Dibalik Kekayaan Umar bin Khattab

Dibalik Kekayaan Umar bin Khattab - Menjadi kaya raya merupakan impian dari setiap umat manusia yang ada di dunia ini. Begitu juga dengan Sahabat Rasullullah SAW, Umar bin Khattab. Pada Zaman keemasan Islam (khoirul qurun), para sahabat menjadi penguasa kekayaan dengan hanya mengabdi kepada Sang Pencipta.

Kekayaan, Umar bin Khattab, Bisniss, Evogood
Ilustrasi google.com


Ciri-ciri mereka dalam mencari kekayaan sangat terlihat pada keteguhan dan kegigihan dalam memproduksi, akan tetapi sangat berhemat dalam mengkonsumsi. Jadi, Besar Produksi Kecil Konsumsi - Bukan Besar Konsumsi Kecil Produksi. Dengan kata lain, Memproduksi sebesar-besarnya dan mengkonsumsi seperlunya saja dan mendistribusikan seluas-luasnya.

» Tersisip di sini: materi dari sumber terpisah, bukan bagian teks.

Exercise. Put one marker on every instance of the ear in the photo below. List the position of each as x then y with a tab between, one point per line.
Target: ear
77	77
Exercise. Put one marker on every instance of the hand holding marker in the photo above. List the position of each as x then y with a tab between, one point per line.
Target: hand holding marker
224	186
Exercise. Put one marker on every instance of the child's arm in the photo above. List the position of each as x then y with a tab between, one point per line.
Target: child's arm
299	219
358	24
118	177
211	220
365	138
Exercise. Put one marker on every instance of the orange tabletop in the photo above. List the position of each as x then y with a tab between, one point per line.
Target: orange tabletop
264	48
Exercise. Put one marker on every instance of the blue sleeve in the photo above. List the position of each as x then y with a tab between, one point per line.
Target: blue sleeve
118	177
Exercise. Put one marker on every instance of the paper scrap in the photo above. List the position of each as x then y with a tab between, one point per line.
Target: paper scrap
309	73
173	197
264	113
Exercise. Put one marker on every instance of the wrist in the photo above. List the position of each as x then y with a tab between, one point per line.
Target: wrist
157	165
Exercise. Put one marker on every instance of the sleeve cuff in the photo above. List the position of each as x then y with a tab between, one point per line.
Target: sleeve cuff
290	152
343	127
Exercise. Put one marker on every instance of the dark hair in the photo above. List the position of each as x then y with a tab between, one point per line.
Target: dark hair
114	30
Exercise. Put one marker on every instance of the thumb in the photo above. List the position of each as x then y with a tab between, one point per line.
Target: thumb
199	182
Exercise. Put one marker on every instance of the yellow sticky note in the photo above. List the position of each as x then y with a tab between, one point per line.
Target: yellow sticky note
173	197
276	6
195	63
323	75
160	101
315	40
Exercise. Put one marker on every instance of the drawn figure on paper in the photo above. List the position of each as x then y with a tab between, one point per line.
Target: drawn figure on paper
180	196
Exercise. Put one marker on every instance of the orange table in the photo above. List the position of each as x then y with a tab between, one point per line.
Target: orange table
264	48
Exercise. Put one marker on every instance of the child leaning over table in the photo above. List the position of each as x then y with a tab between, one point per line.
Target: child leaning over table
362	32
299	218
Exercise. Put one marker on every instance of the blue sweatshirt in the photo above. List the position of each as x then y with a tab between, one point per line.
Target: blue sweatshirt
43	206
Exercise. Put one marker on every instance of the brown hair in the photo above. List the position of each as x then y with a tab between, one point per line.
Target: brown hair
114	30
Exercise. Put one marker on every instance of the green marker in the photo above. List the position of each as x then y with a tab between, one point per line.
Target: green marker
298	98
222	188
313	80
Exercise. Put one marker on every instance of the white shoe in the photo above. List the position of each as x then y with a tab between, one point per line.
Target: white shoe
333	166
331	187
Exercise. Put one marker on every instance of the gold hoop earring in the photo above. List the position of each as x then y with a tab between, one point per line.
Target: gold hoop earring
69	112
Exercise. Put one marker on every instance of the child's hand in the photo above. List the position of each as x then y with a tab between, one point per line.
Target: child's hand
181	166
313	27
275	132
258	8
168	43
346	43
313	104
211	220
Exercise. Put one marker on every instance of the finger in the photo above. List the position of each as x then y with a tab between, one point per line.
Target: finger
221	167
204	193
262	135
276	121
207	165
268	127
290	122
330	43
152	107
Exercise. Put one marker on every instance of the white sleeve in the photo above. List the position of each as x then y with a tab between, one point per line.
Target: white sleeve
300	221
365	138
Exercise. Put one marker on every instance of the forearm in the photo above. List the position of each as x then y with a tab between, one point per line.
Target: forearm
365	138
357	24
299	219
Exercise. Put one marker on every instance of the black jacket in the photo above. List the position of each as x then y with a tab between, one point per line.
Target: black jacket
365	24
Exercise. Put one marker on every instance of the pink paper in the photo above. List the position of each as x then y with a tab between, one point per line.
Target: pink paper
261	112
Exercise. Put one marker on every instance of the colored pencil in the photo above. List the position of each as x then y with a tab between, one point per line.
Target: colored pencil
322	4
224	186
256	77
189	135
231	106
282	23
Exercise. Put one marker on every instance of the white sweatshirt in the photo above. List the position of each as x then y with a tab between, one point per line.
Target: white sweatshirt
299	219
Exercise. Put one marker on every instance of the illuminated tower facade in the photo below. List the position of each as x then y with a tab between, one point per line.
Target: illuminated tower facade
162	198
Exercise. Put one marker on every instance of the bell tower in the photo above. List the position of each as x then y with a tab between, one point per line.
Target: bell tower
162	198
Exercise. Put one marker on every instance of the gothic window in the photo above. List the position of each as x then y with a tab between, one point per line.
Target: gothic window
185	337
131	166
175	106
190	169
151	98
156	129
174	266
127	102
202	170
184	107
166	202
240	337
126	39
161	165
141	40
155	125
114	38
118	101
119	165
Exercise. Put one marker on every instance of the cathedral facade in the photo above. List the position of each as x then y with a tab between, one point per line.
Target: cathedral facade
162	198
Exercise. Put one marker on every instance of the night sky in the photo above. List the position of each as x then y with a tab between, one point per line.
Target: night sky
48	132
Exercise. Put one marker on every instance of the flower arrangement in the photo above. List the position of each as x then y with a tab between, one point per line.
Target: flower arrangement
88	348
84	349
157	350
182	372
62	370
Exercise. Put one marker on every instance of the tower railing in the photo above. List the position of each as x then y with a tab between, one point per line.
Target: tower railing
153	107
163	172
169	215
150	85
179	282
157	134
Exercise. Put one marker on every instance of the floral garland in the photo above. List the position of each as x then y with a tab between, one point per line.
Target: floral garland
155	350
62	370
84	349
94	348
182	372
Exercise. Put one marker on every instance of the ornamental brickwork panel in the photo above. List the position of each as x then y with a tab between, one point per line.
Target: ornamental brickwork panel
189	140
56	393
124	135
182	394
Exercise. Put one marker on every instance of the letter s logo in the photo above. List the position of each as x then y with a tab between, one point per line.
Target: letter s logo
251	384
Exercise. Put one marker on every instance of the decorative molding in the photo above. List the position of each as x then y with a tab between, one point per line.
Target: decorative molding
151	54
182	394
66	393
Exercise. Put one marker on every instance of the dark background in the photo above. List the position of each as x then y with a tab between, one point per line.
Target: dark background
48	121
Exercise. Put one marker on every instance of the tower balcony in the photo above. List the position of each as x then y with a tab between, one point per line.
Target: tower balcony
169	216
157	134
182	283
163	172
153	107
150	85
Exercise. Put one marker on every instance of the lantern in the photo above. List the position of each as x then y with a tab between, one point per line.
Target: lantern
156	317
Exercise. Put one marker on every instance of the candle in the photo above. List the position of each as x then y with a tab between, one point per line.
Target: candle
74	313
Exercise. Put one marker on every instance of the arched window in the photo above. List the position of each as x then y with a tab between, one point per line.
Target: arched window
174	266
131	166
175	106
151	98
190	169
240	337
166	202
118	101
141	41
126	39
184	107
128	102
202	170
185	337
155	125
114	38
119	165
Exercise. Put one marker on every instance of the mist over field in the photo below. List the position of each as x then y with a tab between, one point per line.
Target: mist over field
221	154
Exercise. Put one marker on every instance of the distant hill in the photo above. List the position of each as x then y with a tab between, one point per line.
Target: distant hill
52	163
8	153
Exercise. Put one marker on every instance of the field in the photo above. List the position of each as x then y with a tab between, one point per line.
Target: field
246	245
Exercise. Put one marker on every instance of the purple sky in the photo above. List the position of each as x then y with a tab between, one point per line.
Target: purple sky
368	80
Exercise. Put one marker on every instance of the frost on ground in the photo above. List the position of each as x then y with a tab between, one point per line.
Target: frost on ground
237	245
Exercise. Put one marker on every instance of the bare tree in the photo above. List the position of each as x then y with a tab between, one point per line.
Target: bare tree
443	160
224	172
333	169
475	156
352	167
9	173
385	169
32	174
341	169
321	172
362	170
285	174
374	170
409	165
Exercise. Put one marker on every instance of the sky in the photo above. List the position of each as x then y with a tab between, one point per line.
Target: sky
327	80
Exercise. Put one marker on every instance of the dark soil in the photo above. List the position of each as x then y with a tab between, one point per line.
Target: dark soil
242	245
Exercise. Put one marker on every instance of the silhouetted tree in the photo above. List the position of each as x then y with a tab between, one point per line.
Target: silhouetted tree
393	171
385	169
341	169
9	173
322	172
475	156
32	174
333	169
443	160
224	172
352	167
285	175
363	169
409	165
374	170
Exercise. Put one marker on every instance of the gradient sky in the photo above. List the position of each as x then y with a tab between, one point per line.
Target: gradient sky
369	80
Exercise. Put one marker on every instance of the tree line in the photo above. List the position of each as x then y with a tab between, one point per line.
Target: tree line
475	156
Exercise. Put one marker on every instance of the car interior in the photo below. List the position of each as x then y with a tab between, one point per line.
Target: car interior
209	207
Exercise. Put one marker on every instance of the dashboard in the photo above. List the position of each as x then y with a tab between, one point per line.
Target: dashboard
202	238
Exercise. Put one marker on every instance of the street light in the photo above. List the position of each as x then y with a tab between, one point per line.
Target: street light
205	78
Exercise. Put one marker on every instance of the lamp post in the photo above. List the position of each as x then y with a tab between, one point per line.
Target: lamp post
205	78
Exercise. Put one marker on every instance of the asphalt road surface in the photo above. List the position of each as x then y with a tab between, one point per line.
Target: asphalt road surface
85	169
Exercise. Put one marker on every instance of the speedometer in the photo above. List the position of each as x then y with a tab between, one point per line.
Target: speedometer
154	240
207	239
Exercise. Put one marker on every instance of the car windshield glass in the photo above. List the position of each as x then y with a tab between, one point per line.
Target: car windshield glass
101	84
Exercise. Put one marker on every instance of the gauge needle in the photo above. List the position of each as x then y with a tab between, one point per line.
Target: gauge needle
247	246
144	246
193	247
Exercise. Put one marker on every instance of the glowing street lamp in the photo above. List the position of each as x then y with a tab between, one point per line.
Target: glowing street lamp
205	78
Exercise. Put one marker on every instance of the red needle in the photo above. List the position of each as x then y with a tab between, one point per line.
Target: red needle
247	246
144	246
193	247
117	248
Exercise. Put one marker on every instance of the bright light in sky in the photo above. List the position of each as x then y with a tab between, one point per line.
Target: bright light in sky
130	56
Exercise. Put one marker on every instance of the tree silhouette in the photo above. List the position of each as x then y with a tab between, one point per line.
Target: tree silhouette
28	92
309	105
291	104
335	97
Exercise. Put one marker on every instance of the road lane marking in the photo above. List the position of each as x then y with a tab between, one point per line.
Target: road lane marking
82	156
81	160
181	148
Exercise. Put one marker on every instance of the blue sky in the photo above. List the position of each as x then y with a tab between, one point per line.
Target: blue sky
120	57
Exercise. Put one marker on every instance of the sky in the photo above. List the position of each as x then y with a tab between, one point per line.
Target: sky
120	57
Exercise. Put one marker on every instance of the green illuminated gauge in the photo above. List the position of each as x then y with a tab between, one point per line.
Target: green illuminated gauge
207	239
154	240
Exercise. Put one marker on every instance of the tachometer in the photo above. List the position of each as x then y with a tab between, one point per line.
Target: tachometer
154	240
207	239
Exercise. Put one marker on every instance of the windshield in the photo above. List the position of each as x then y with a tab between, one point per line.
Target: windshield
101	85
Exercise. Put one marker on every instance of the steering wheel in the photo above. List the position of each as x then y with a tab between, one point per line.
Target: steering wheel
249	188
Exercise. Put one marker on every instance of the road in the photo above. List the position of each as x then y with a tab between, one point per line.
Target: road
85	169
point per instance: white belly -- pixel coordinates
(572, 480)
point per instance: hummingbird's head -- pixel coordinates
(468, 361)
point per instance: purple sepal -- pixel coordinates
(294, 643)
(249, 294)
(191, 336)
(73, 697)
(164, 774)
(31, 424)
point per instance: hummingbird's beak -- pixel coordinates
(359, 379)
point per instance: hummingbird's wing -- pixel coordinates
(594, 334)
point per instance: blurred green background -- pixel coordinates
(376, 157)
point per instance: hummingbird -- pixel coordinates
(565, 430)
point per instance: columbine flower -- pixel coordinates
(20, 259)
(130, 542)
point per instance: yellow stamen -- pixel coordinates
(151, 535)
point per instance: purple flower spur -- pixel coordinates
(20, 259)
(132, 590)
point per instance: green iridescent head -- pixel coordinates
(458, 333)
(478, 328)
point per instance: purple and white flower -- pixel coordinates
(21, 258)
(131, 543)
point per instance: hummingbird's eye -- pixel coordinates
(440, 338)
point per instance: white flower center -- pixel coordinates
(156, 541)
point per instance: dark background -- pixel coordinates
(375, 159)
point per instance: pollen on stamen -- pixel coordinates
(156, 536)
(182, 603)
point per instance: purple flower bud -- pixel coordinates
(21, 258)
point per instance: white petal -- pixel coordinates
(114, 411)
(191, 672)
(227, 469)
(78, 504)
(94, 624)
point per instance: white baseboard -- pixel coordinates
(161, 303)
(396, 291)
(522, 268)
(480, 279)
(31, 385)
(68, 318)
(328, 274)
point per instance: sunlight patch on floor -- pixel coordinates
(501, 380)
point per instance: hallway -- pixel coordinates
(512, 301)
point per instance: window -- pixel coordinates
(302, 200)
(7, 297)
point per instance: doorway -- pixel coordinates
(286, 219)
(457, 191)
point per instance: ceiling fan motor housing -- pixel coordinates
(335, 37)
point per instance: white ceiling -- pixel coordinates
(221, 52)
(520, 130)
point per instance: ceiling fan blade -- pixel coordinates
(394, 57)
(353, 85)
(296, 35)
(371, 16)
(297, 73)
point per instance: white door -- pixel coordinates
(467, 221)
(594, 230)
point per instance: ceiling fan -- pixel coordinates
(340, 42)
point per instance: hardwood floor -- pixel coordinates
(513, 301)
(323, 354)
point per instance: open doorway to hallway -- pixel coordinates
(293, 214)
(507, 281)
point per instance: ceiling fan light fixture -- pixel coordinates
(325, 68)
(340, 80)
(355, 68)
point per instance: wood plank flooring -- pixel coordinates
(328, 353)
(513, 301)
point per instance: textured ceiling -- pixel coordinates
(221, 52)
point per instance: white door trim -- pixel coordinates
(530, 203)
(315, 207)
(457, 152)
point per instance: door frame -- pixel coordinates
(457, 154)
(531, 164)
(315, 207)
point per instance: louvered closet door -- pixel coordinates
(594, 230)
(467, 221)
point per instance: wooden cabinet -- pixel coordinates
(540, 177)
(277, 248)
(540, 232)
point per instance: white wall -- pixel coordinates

Sejarah telah mencatat bahwa Umar bin Khattab wafat dengan meninggalkan ladang sebanyak 70.000 unit, yang harga rata-ratanya berkisar Rp160 juta. Berarti, Umar meninggalkan warisan sebanyak Rp11,2 Trilliun. Satu Ladang Umar, dapat mencapai penghasilan sekitar Rp40 juta disetiap tahunya. Dengan kata lain, Umar mendapatkan Passive Income sebanyak Rp2,8 Trilliun setiap tahunya. (sumber:fikih Ekonomi Umar, Hal 47 & 99, dengan konversi dinar Rp1,2 Juta).